Le domaine du référendum qu'institue l'article 43 est vaste et imprécis (1) mais il semble qu'il soit tout de même limité à l'adoption d'une loi ordinaire (2).

1. Un domaine vaste et imprécis (...)

Le domaine de l'article 43 est vaste en ce que l'objet du texte ou de la question sur lequel peut porter le référendum est défini de manière vague et imprécise (a). Il en découle une étendue immense de l'objet en cause (b).

a. Un objet défini de façon vague et imprécise

Le président de la République peut « soumettre tout texte ou toute question qui lui paraît devoir exiger la consultation directe du peuple ». L'objet de l'article 43 est vague et imprécis : il se contente de dire « tout texte » ou « toute question » à la seule condition que le président de la République juge discrétionnairement que ce texte ou cette question est de nature à justifier une consultation directe du peuple174. Dans certains régimes politiques africains, l'objet du texte ou de la question du référendum est défini de manière plus précise. Ainsi cet objet peut être toute question d'intérêt national, un projet de loi portant sur l'organisation des pouvoirs publics, comportant approbation d'un accord d'union ou tendant à autoriser la ratification d'un traité175 (art. 41 de la Constitution du Mali) ou une question relative à la promotion et au renforcement des droits de l'homme, à l'intégration sous-régionale ou régionale et à l'organisation des pouvoirs publics (art. 58 de la Constitution du Bénin). Rien d'aussi précis dans la Constitution ivoirienne.

Il résulte du caractère vague et imprécis de l'objet du référendum prévu à l'article 43 que le président de la République dispose en régime ivoirien de très larges possibilités en la matière.

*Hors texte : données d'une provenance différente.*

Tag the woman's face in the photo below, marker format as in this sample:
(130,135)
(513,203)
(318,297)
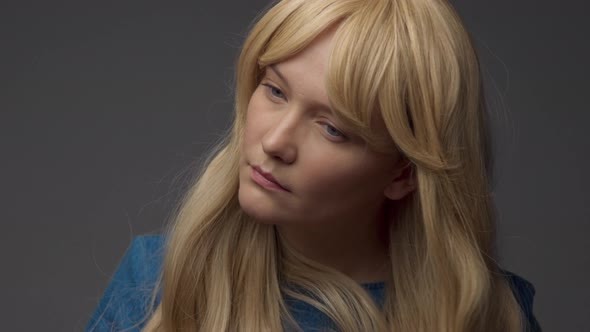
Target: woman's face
(291,133)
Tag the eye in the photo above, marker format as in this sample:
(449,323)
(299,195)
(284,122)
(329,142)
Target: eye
(333,131)
(274,91)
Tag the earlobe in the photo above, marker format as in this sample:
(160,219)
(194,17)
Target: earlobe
(403,184)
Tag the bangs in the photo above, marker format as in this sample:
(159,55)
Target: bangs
(358,60)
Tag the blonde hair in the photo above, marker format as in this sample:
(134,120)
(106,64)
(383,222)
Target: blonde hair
(412,63)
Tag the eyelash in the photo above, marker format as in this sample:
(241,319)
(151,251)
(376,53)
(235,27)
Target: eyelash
(270,88)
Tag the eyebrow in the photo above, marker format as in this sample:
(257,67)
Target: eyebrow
(276,70)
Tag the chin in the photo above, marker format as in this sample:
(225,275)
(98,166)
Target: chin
(256,207)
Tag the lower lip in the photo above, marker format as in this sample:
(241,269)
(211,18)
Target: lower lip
(264,182)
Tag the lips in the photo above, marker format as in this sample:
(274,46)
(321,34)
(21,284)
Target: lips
(269,177)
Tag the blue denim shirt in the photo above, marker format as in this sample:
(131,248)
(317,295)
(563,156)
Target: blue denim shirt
(126,300)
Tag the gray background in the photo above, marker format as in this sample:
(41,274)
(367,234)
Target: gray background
(106,107)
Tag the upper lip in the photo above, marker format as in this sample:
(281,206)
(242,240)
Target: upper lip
(268,176)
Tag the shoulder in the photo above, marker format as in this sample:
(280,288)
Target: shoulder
(524,292)
(128,296)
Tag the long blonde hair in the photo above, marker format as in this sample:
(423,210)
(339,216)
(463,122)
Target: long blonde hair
(412,63)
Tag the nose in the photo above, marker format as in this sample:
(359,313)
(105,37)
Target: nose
(279,141)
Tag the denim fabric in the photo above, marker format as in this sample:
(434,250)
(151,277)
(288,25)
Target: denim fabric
(126,300)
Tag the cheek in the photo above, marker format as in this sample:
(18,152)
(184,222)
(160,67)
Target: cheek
(345,175)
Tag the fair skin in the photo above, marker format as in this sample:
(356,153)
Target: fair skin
(335,209)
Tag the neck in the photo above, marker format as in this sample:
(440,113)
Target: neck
(356,247)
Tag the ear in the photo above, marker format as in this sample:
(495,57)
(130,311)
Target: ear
(403,183)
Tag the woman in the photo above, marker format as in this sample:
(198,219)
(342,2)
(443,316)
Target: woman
(353,192)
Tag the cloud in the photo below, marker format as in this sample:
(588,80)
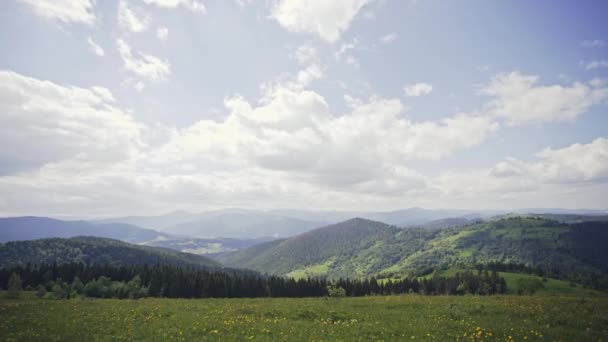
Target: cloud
(596,43)
(43,122)
(162,33)
(192,5)
(309,74)
(575,163)
(564,169)
(65,11)
(128,20)
(343,53)
(146,66)
(243,3)
(590,65)
(519,99)
(95,48)
(293,133)
(327,19)
(389,38)
(418,89)
(306,54)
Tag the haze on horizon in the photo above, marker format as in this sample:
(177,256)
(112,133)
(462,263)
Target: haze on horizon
(111,108)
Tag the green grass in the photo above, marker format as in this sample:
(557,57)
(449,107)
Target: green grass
(348,319)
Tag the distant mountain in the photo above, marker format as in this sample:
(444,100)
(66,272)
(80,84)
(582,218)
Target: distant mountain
(242,225)
(360,248)
(449,222)
(333,249)
(32,228)
(158,222)
(404,217)
(93,250)
(207,246)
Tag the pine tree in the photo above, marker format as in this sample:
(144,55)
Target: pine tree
(14,286)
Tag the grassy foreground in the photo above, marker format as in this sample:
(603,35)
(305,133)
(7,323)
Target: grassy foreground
(409,317)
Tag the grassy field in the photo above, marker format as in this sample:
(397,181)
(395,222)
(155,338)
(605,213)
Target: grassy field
(409,317)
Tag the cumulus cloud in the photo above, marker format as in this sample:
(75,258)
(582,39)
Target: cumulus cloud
(570,166)
(595,43)
(129,20)
(43,121)
(292,131)
(306,54)
(65,11)
(389,38)
(192,5)
(78,150)
(590,65)
(95,48)
(327,19)
(145,66)
(343,54)
(417,89)
(519,99)
(162,33)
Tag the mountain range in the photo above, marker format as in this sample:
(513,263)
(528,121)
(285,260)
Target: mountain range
(95,250)
(363,248)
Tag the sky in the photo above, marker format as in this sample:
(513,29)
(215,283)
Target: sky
(125,107)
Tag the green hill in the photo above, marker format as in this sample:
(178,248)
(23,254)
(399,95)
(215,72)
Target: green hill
(362,248)
(93,250)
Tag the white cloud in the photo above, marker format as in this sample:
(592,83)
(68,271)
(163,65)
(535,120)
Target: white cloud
(94,47)
(193,5)
(343,53)
(418,89)
(559,170)
(243,3)
(162,33)
(293,132)
(389,38)
(139,86)
(590,65)
(309,74)
(146,66)
(43,122)
(129,20)
(327,19)
(575,163)
(518,99)
(593,43)
(66,11)
(306,54)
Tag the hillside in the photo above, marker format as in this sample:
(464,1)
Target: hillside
(365,248)
(205,246)
(33,228)
(242,224)
(93,250)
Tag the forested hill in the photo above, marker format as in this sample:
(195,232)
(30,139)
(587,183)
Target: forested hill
(361,248)
(32,228)
(93,250)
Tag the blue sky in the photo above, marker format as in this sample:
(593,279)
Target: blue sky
(140,106)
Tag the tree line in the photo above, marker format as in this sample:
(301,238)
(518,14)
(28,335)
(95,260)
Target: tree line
(105,281)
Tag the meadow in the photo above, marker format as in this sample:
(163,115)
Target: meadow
(374,318)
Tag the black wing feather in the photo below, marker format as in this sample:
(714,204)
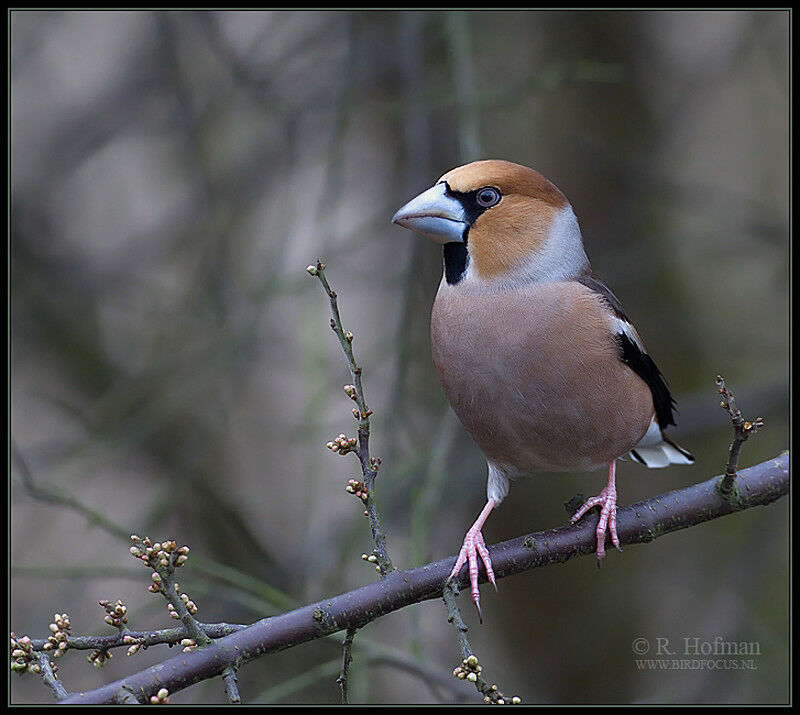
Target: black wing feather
(642,364)
(634,357)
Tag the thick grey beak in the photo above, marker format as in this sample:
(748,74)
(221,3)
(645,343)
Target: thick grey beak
(435,215)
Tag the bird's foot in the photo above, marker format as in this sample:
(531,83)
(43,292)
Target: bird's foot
(473,547)
(607,501)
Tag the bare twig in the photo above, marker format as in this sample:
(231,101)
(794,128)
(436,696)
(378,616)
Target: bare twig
(641,522)
(369,465)
(347,658)
(470,668)
(49,676)
(231,685)
(742,429)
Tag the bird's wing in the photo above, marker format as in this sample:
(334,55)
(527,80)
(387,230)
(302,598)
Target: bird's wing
(632,351)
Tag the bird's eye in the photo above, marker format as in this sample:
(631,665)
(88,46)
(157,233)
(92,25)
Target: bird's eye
(488,196)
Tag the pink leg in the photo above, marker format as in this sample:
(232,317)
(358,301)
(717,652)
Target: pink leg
(607,501)
(473,547)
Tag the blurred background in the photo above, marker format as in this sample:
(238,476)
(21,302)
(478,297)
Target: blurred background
(173,373)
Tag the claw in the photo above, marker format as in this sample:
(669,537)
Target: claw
(474,546)
(607,501)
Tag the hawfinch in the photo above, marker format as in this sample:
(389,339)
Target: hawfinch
(535,354)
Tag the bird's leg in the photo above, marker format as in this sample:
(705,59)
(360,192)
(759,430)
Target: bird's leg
(473,547)
(607,501)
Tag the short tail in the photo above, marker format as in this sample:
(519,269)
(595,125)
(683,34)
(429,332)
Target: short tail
(656,450)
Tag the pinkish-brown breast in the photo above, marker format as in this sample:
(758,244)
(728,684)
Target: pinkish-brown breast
(534,376)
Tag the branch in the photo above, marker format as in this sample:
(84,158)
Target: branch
(641,522)
(369,465)
(742,429)
(347,658)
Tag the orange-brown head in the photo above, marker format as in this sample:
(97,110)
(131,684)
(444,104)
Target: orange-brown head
(501,224)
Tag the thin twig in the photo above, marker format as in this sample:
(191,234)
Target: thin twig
(49,676)
(639,523)
(742,429)
(231,685)
(369,465)
(347,658)
(125,697)
(470,668)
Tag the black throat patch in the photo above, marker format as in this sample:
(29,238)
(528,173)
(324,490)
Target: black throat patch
(455,261)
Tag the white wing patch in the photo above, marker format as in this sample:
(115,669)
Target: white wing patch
(654,452)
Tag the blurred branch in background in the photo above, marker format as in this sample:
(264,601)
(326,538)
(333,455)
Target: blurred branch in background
(641,522)
(170,174)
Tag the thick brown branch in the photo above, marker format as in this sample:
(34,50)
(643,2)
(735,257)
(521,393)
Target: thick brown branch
(640,522)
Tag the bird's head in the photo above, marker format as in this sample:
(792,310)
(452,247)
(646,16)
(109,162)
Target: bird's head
(502,224)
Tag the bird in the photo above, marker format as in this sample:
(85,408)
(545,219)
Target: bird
(535,354)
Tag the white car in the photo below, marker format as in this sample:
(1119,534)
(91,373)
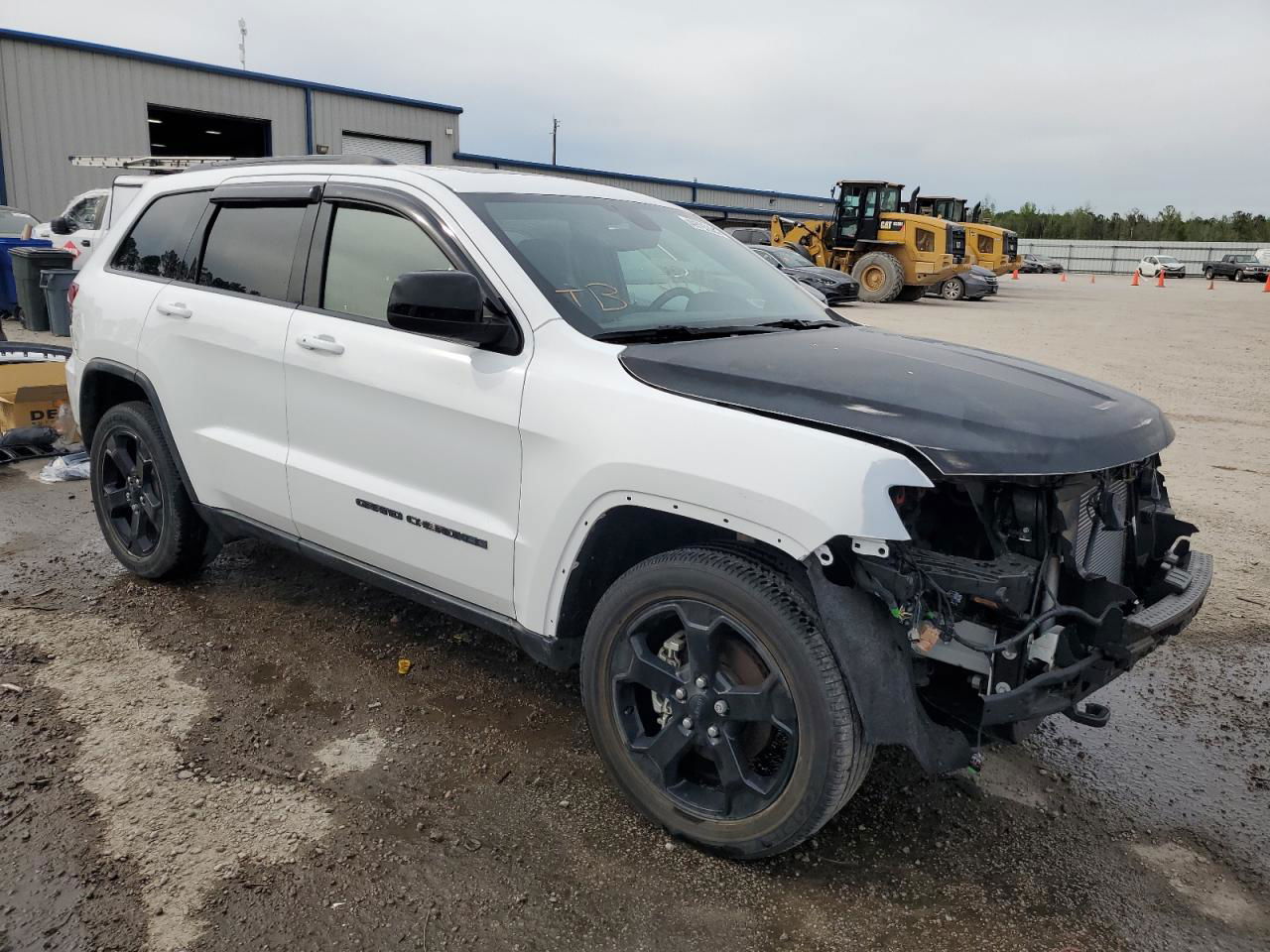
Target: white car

174 L'article 43 de la Constitution de 2000 ne fait que reprendre à peu de mots près l'article 14 de la Constitution de 1960 qui disposait que : « Le président de la République, après accord du bureau de l'Assemblée nationale, peut soumettre au référendum tout texte ou toute question qui lui paraît devoir exiger la consultation directe du peuple. Lorsque le référendum a conclu à l'adoption du projet, le président de la République le promulgue dans les délais prévus à l'article précédent ».

175 Les traités dont il s'agit sont ceux qui, sans être contraires à la Constitution, auraient des incidences sur le fonctionnement des institutions. Quant aux traités contraires à la Constitution, il faudrait au préalable une révision de la Constitution avant que la ratification de ces traités ne puisse intervenir.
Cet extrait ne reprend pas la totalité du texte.